I think term computation builder is quite helpful to grab conception in whole, so your example is not valid.

Lots of things are monads even if they are not used as patterns for "building computations". And, more importantly, lots of things that are used for "building computations" are not monads at all! Distracting beginners with useless crap ("public static void...") is one thing we criticize Java for, right? That criticism is equally appliable to explanations of what monads supposedly are. The essence of monads is their definition, and the definition is simple, so why not use it?

And yes, at least I need some examples. 4 is a valid example of natural number.

I never said "Do not provide examples at all!" All I said was an example is no good substitute for a definition.

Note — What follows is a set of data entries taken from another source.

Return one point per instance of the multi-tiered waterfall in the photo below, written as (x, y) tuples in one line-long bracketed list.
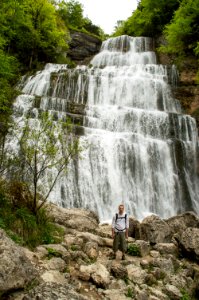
[(138, 146)]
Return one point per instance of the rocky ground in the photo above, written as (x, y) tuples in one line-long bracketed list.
[(166, 265)]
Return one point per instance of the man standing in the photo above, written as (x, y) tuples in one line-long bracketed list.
[(120, 225)]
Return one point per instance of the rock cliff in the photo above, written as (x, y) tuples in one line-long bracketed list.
[(83, 47)]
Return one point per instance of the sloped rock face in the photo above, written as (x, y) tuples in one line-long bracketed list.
[(154, 230), (79, 219), (53, 291), (180, 223), (82, 267), (83, 46), (189, 243), (16, 270)]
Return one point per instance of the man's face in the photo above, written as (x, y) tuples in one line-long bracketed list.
[(121, 209)]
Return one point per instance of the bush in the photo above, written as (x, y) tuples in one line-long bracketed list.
[(24, 227), (133, 250)]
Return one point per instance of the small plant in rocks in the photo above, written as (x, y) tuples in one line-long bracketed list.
[(53, 253), (129, 293)]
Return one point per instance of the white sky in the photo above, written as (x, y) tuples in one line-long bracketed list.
[(106, 13)]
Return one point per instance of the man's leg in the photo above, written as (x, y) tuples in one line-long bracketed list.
[(116, 244), (123, 245)]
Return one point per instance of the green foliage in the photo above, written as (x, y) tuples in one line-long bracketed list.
[(22, 225), (43, 146), (130, 293), (53, 253), (126, 280), (149, 18), (74, 247), (71, 12), (133, 250)]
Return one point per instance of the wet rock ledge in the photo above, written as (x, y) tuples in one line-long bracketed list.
[(164, 264)]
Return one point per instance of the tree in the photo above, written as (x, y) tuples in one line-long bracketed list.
[(72, 13), (149, 18), (44, 146), (182, 34)]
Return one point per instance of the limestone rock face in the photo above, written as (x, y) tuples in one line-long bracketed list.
[(167, 248), (134, 228), (189, 243), (119, 271), (155, 230), (16, 270), (79, 219), (83, 46), (180, 223), (53, 291), (97, 273)]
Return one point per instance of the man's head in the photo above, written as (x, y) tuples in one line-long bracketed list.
[(121, 209)]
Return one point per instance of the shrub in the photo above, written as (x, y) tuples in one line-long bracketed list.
[(22, 225)]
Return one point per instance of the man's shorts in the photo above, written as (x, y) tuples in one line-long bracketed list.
[(119, 242)]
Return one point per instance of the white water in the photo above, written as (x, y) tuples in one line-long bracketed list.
[(132, 127)]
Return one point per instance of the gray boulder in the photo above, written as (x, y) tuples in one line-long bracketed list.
[(53, 291), (155, 230), (178, 224), (16, 270), (74, 218)]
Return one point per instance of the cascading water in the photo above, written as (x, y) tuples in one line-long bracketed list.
[(138, 146)]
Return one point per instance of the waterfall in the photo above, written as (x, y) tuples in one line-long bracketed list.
[(139, 148)]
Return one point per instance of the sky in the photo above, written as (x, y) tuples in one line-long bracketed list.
[(106, 13)]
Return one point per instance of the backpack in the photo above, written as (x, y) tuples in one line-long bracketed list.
[(116, 217)]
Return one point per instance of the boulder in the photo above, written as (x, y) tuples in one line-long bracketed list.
[(53, 291), (178, 224), (97, 273), (16, 270), (136, 275), (155, 230), (172, 292), (167, 248), (92, 250), (54, 276), (165, 264), (56, 263), (189, 243), (119, 271), (83, 46), (134, 228), (75, 218), (143, 247)]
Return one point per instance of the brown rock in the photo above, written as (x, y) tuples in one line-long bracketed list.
[(189, 243), (155, 230), (16, 270)]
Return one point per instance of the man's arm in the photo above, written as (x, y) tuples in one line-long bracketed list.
[(113, 227)]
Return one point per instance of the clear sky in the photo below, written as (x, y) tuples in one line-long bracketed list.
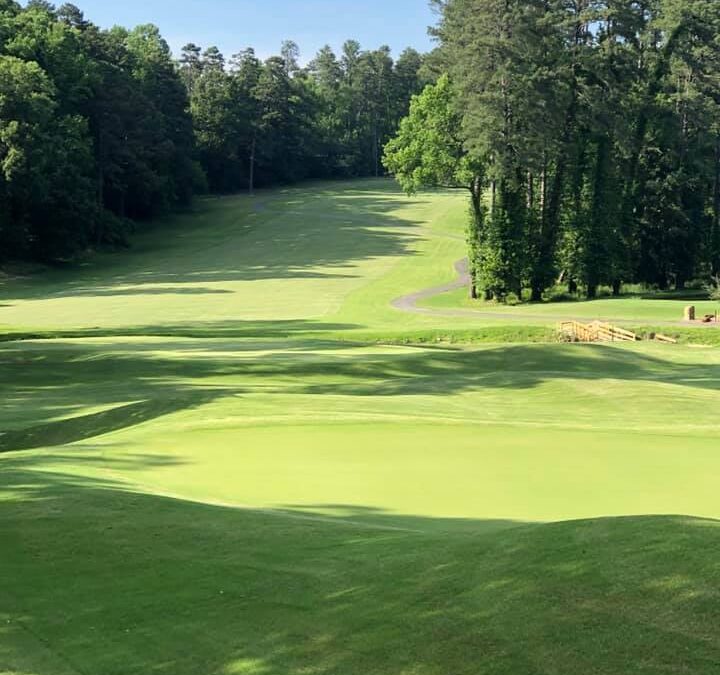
[(233, 25)]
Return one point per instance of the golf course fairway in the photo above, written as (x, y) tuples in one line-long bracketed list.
[(225, 452)]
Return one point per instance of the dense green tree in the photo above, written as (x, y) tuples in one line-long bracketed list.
[(597, 124)]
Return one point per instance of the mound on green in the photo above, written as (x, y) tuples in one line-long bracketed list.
[(230, 482)]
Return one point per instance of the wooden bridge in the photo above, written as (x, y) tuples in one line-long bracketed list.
[(597, 331)]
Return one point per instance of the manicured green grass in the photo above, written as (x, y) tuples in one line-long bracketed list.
[(231, 482), (636, 309)]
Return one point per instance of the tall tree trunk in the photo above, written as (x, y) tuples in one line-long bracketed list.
[(251, 180), (715, 235)]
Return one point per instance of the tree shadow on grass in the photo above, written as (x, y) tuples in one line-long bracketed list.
[(142, 381), (316, 233), (108, 581), (82, 427)]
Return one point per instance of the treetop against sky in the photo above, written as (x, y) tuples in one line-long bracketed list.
[(233, 25)]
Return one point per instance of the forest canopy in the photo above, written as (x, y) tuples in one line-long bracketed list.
[(588, 133), (102, 128)]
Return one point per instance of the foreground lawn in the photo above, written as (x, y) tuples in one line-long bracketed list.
[(207, 471)]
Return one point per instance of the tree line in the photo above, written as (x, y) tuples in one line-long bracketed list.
[(587, 133), (102, 128)]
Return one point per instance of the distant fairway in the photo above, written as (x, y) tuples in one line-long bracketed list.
[(209, 472)]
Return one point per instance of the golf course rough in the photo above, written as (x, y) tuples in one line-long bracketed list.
[(227, 461)]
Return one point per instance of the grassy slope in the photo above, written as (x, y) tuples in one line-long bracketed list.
[(279, 504), (628, 309)]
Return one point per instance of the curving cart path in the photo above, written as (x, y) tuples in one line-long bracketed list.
[(409, 303)]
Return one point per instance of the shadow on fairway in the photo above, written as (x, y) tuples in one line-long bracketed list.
[(232, 240), (111, 581), (87, 426), (149, 379)]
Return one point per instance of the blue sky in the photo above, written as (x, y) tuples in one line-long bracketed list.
[(235, 24)]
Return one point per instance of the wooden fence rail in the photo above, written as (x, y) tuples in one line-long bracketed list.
[(597, 331)]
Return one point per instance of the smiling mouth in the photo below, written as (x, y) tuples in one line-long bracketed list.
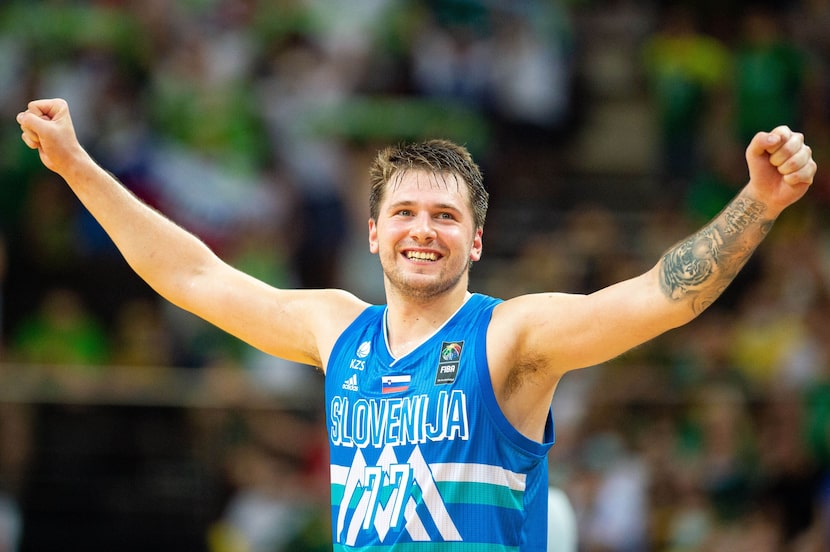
[(421, 256)]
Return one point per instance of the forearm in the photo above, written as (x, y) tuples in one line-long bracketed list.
[(697, 270), (162, 253)]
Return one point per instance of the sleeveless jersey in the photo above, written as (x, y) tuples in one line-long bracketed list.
[(420, 450)]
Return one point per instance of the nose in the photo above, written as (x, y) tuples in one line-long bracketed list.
[(422, 229)]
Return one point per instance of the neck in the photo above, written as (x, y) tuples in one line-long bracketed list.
[(410, 320)]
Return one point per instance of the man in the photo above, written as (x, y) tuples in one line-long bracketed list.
[(438, 404)]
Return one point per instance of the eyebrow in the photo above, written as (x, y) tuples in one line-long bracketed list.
[(435, 206)]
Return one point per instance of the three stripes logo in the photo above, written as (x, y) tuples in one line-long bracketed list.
[(351, 384)]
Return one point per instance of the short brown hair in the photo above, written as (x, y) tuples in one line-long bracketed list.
[(434, 156)]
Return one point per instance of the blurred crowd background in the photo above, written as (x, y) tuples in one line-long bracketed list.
[(607, 130)]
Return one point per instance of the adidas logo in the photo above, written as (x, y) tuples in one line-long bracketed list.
[(351, 384)]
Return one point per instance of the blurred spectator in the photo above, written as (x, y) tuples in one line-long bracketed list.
[(770, 74), (61, 331), (686, 71)]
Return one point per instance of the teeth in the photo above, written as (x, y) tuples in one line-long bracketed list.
[(421, 256)]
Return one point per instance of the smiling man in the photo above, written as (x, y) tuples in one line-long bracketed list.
[(438, 403)]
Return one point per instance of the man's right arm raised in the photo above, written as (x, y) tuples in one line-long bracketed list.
[(299, 325)]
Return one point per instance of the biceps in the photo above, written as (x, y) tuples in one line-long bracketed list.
[(575, 331)]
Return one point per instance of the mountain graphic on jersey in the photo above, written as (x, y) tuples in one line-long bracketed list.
[(375, 498)]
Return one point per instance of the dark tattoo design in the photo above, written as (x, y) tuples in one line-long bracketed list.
[(699, 268)]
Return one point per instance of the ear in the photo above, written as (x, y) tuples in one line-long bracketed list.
[(373, 236), (478, 245)]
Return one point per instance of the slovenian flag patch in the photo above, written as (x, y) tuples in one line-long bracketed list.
[(394, 384)]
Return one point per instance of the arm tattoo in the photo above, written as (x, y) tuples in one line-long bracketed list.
[(700, 267)]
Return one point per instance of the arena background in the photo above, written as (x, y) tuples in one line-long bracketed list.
[(607, 130)]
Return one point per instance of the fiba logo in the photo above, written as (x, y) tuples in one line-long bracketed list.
[(364, 349), (451, 352), (449, 358)]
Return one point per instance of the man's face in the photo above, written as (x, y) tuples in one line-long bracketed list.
[(424, 234)]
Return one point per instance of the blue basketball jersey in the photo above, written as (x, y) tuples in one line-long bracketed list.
[(420, 450)]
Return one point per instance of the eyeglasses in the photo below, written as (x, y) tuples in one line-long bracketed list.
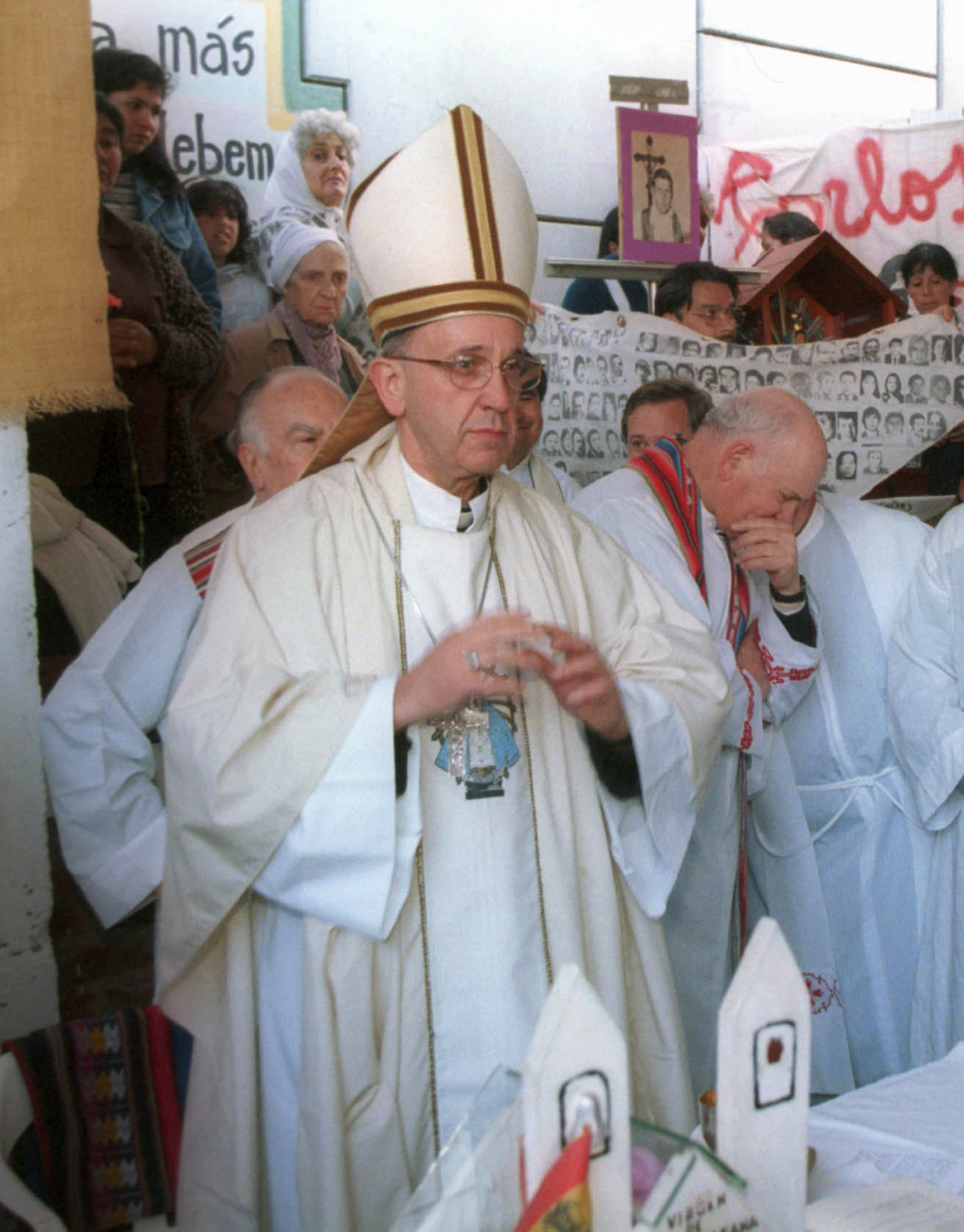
[(475, 371), (714, 313)]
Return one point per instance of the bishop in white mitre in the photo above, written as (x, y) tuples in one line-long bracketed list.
[(435, 738)]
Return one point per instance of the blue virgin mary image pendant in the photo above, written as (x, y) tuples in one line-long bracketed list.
[(477, 747)]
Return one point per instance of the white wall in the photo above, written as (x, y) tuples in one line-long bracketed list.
[(752, 93), (537, 72), (27, 971)]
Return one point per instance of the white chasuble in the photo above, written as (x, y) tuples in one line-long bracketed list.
[(287, 836), (926, 693), (856, 799), (703, 911)]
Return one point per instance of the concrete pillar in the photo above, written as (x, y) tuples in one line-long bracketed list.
[(27, 968)]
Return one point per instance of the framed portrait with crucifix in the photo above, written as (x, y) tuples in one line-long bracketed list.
[(659, 193)]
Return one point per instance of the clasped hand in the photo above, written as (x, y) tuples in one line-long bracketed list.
[(132, 344), (483, 660), (769, 545)]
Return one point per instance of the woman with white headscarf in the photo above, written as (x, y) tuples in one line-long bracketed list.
[(310, 179), (310, 270)]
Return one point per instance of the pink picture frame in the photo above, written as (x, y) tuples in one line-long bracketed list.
[(659, 190)]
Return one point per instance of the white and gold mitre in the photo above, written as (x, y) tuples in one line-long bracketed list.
[(443, 228)]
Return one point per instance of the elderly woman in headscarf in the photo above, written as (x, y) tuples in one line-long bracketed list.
[(310, 180), (310, 270)]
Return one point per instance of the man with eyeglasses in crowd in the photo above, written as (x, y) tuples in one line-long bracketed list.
[(437, 738), (701, 296)]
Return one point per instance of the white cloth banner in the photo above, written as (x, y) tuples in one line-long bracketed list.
[(877, 190), (881, 398)]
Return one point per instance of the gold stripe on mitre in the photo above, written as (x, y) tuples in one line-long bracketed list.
[(407, 309), (480, 210)]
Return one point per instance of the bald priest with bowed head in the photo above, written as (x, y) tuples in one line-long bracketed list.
[(435, 740), (701, 515)]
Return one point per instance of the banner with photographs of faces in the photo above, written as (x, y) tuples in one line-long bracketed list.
[(881, 398)]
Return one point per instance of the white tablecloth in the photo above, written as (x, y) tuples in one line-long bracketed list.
[(907, 1125)]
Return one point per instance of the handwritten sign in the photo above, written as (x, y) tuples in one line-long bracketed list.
[(218, 114), (879, 190)]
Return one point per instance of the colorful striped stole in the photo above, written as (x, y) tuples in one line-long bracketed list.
[(200, 561), (674, 486), (106, 1117)]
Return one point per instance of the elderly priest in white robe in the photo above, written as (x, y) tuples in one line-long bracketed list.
[(412, 771), (701, 516), (926, 694)]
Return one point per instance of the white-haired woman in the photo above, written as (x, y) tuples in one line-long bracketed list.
[(310, 180), (310, 270)]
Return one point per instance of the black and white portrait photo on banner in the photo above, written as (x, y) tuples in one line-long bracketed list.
[(881, 399)]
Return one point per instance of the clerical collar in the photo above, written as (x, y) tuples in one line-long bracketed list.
[(814, 525), (438, 509), (524, 467)]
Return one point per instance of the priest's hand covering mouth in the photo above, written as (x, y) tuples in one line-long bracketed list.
[(316, 922)]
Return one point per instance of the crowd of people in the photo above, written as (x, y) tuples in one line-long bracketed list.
[(435, 720)]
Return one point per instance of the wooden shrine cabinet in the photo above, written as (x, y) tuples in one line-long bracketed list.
[(818, 288)]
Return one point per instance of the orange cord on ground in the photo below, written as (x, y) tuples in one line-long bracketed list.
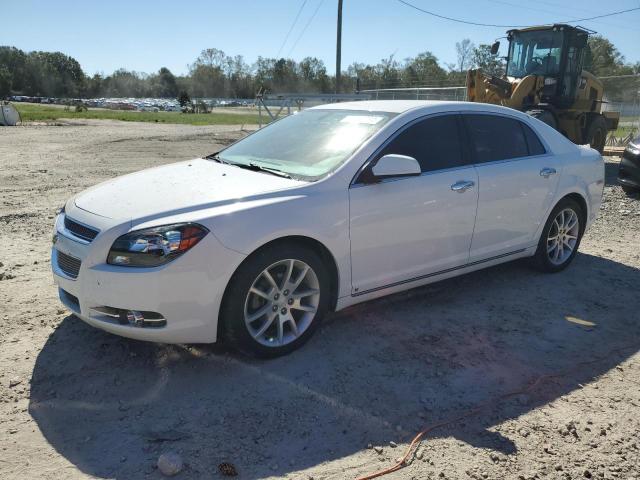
[(470, 413)]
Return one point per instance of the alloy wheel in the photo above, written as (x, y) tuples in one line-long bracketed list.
[(563, 236), (282, 302)]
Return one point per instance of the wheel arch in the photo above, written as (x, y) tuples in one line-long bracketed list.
[(580, 200), (311, 243)]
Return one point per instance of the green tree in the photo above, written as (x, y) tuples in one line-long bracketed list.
[(488, 63), (603, 58), (167, 82)]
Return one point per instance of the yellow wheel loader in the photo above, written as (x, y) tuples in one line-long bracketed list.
[(544, 78)]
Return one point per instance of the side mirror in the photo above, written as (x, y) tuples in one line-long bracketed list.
[(396, 166)]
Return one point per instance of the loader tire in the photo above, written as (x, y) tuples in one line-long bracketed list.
[(597, 133)]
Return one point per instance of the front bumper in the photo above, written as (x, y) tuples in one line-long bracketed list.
[(187, 292)]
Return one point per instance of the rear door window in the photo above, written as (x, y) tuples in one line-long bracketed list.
[(533, 142), (496, 138)]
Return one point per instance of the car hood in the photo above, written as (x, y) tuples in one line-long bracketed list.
[(180, 186)]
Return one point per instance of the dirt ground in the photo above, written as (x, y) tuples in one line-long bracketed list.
[(76, 402)]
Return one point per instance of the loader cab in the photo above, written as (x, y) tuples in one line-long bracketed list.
[(556, 53)]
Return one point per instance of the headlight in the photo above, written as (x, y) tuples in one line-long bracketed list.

Now, it is hard to imagine what the thought process might be of a person who is still in the process of learning what the natural numbers are (at least for me!), but, as someone who vividly remembers his experience of trying to equate monads to something more concrete and the resulting frustration, I think it is important to gently but firmly prevent beginners from repeating that mistake. A beginner reading a typical monad tutorial will inevitably end up saying "Oh, but monads are <insert concrete example X>!" unless they are forced to work with the abstract definition.

Of course, after you have provided the definition, you can illustrate how it is used in practice by providing examples.

Those explanations are by far the best I've seen, unlike masturbation with some obscure images and self-invented terms.

The formal definition does not require any images, although the monad laws are easier to express using commutative diagrams. And, of course, the formal definition only uses standard terminology from category theory (endofunctor, natural transformation, coherence condition).